- Location: Mount Edziza Provincial Park, British Columbia
- Coordinates: 57°20′55″N 130°35′20″W﻿ / ﻿57.34861°N 130.58889°W
- Primary outflows: Little Iskut River
- Basin countries: Canada

= Little Ball Lake =

Lake in British Columbia, Canada

Little Ball Lake is a small lake in Cassiar Land District of northwestern British Columbia, Canada. It lies at the head of the Little Iskut River just south of Kounugu Mountain at the southeastern end of the Spectrum Range in Mount Edziza Provincial Park. The lake contains one island and Ball Creek flows in its vicinity.

Little Ball Lake was referred to as Kounugu Lake by Canadian volcanologist Jack Souther who studied the Mount Edziza volcanic complex in detail for many years. Kounugu was the guardian of fresh water in Tahltan folklore "who slept throughout the day on top of the well that contained his treasure".

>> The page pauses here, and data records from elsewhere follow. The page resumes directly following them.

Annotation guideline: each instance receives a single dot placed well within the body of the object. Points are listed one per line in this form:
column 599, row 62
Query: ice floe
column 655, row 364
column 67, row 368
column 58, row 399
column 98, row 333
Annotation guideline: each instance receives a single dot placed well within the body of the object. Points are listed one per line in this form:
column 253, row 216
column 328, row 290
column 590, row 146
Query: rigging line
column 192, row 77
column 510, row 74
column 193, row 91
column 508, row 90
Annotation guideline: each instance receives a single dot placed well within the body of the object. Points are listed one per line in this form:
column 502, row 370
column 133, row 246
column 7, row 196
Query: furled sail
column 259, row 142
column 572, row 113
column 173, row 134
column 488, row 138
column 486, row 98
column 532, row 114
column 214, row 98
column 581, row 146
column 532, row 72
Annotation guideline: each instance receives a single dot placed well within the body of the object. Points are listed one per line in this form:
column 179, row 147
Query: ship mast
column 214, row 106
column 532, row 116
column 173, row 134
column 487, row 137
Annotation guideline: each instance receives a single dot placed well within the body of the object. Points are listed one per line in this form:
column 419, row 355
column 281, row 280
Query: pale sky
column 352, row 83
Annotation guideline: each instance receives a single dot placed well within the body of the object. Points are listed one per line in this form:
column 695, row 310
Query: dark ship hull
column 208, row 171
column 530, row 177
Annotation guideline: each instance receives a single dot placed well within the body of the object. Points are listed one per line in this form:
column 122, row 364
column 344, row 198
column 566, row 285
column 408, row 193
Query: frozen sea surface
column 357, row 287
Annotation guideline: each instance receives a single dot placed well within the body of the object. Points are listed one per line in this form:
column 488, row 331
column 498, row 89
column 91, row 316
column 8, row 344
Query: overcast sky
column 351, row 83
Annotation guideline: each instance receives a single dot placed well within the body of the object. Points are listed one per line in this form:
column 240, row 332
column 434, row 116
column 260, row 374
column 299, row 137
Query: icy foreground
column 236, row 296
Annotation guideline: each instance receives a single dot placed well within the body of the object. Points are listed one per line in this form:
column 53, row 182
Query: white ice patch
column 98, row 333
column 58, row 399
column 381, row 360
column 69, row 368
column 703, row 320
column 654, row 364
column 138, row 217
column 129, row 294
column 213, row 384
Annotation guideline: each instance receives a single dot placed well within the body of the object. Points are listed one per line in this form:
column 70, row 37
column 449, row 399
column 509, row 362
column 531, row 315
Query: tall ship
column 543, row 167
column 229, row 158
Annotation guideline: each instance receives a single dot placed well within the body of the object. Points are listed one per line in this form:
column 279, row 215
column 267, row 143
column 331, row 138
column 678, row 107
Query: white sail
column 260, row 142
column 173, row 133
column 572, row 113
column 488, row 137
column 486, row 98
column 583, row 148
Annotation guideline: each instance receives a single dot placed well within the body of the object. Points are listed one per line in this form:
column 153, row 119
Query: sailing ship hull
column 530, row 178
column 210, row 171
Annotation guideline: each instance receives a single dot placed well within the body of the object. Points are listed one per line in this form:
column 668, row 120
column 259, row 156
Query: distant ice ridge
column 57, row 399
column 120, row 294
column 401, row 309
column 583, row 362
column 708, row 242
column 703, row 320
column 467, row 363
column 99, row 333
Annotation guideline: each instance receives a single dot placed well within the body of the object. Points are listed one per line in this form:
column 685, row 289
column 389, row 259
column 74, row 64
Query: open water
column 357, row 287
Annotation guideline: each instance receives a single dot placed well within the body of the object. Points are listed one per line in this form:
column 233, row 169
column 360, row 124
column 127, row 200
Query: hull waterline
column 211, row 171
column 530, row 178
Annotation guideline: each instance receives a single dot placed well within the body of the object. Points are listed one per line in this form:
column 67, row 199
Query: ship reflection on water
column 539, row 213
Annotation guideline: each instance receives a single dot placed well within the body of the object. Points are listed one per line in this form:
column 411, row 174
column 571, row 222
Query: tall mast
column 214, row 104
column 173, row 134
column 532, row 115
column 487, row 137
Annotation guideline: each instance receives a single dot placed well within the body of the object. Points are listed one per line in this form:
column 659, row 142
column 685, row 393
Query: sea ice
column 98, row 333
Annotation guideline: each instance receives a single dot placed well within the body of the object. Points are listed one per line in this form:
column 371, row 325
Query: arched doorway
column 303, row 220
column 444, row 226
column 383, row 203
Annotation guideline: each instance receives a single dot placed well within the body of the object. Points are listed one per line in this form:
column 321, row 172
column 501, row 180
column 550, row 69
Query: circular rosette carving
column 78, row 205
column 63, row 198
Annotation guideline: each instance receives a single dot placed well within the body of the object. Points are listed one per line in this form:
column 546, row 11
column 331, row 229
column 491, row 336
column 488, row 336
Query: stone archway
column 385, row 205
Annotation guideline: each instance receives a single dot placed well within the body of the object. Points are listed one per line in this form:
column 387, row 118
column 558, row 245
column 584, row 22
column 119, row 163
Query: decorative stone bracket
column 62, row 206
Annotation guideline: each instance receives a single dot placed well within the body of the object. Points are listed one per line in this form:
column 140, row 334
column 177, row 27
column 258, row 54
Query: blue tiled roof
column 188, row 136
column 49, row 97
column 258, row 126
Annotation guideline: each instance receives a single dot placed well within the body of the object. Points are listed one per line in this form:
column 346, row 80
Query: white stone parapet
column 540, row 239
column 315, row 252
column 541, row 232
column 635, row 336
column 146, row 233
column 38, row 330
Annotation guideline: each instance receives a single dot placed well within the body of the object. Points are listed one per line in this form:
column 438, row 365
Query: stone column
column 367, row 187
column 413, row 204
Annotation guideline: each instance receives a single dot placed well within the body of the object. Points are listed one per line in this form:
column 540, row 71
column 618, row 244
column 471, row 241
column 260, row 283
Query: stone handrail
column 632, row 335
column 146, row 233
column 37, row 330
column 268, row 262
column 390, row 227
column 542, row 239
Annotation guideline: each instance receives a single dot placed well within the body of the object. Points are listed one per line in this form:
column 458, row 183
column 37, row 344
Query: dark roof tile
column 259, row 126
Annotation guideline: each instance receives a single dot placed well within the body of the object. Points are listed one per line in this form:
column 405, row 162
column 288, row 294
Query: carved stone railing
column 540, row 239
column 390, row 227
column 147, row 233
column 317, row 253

Little Ball Lake is one of several lakes that are large enough to be used by float-equipped aircraft to gain access to Mount Edziza Provincial Park. However, landing on the lake with a private aircraft requires a letter of authorization from the BC Parks Stikine Senior Park Ranger.

Little Ball Lake's mean annual discharge is estimated at 0.135 m3/s. Its watershed covers 3.79 km2 which is entirely within Mount Edziza Provincial Park. The watershed drains parts of the Mount Edziza volcanic complex. The watershed's land cover is classified as 43% barren, 25.4% herbaceous, 20.4% shrubland, 10.1% water, 0.7% snow/glacier and 0.5% conifer forest.